Osteoarthritis (OA) is a common disease which constitutes the fourth leading cause of disability worldwide [1]. According to the US National Health Interview Survey, up to 14 million American people are considered to have a symptomatic knee [2], with additional tens of millions affected as well in Europe, South America, Asia, or Middle East [3]. As a consequence of ensuing healthcare expenditures and losses of activity, the economic burden associated with OA is estimated to represent up to 2.5% of Growth National Product in Western countries [4].

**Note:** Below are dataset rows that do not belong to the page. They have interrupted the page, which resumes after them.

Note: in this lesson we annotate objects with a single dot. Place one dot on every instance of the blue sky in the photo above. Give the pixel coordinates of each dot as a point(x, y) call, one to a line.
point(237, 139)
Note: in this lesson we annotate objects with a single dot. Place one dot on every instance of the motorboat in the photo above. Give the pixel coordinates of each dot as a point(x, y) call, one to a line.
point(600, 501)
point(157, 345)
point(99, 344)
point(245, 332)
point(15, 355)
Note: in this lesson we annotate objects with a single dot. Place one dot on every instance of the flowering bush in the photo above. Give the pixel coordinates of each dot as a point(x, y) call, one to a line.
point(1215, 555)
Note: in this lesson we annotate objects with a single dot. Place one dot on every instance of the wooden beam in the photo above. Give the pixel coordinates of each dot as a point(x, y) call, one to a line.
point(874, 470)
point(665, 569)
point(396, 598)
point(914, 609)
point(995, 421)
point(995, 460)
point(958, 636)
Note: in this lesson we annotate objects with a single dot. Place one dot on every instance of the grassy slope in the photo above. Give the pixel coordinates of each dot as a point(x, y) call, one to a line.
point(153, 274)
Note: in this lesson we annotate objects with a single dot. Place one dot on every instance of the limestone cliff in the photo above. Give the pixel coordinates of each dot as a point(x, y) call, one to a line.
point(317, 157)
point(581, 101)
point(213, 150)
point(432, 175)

The standard of care for OA based on both non-pharmacological and symptomatic pharmacological treatments has only a limited effect on function and pain. Thus, a very high unmet medical need still persists for a disease-modifying osteoarthritis drug (DMOAD) counteracting disease progression for both function and pain and avoiding the requirement for knee surgical replacement. As of today, the development of such DMOADs has been unsuccessful for two reasons. First of all, significant differences are observed among patients in terms of progression of cartilage degradation. Secondly, in the absence of any established patient stratification in the form of endotypes reflecting well-characterized pathophysiological mechanisms, the slow and heterogeneous evolution of the disease makes it difficult to evaluate the effectiveness of a treatment in a broad patient population, within the 1 or 2 year(s) usual timeframe of a clinical study [5].
In this context, a personalized medicine approach is being considered to treat OA, consisting in identifying the most appropriate target populations predicted to benefit from DMOADs [6]. Primary efficacy endpoints required to document DMOAD efficacy include both clinical variables such as requirement for joint replacement as well as structural changes. The diagnosis of knee OA and the evaluation of its severity are currently based on imaging, with radiography remaining the most commonly used modality in clinical practice [7]. Specifically, knee X-rays are used to determine the JSW (Joint Space Width) as a measurement of the distance between tibia and femur considered as an indicator of cartilage thickness. X-rays of the knee performed for an individual patient at various time points allow to define the JSN (Joint Space Narrowing) as a change in JSW over time [8]. Current regulatory guidelines for clinical trials aiming at evaluating candidate DMOADs recommend that JSN should be used as the primary endpoint in those trials [9].
One limitation, however, is that a reliable evaluation of JSN during patient follow-up remains difficult [10]. A clustering method on OAI data during a 8 year follow-up concluded that only 29% of patients displayed a radiographic progression (as defined by JSN), with no further association between progression and pain worsening [11]. In this context, the use of MRI emerges as a better quantitative endpoint recommended for assessing morphological changes in knee cartilage during OA [12]. MRI allows the assessment of meniscal lesions such as root meniscal tears and extrusions known to be associated with OA progression [13, 14]. It also detects other lesions predictive of pain, such as the presence of synovitis and synovial fluid effusion [15] or bone marrow lesions [16].
We thus undertook the present feasibility study in support of the development of candidate DMOADs with the assumption that the latter should preferably be evaluated in patients likely to progress rapidly. To assess whether knee MR images collected at baseline could predict further cartilage degradation, we implemented a deep learning method using baseline MR images to build up a predictive model for future progression of knee OA, the latter being measured by JSN at 12 months. Additional analyses were conducted in parallel to predict pain grade evaluated by the Western Ontario and McMaster Universities Osteoarthritis Index (WOMAC).